\(\mathcal{I}^{\mathcal{K}}\)-SEQUENTIAL TOPOLOGY

Abstract

In the literature, \(\mathcal{I}\)-convergence (or convergence in \(\mathcal{I}\)) was first introduced in [11]. Later related notions of \(\mathcal{I}\)-sequential topological space and \(\mathcal{I}^*\)-sequential topological space were introduced and studied. From the definitions it is clear that \(\mathcal{I}^*\)-sequential topological space is larger(finer) than \(\mathcal{I}\)-sequential topological space. This rises a question: is there any topology (different from discrete topology) on the topological space \(\mathcal{X}\) which is finer than \(\mathcal{I}^*\)-topological space? In this paper, we tried to find the answer to the question.
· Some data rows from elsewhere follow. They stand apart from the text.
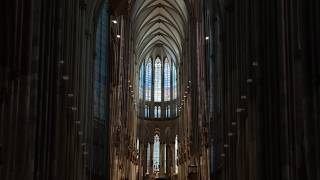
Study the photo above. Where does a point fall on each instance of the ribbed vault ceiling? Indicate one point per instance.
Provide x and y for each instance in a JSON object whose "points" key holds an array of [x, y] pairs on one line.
{"points": [[159, 23]]}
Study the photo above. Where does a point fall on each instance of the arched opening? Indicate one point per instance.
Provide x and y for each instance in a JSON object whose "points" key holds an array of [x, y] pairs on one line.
{"points": [[160, 30]]}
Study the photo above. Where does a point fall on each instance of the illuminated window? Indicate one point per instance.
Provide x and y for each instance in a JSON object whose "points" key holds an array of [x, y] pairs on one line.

We define \(\mathcal{I}^{\mathcal{K}}\)-sequential topology for any ideals \(\mathcal{I}\), \(\mathcal{K}\) and study main properties of it. First of all, some fundamental results about \(\mathcal{I}^{\mathcal{K}}\)-convergence of a sequence in a topological space \((\mathcal{X} ,\mathcal{T})\) are derived. After that, \(\mathcal{I}^{\mathcal{K}}\)-continuity and the subspace of the \(\mathcal{I}^{\mathcal{K}}\)-sequential topological space are investigated.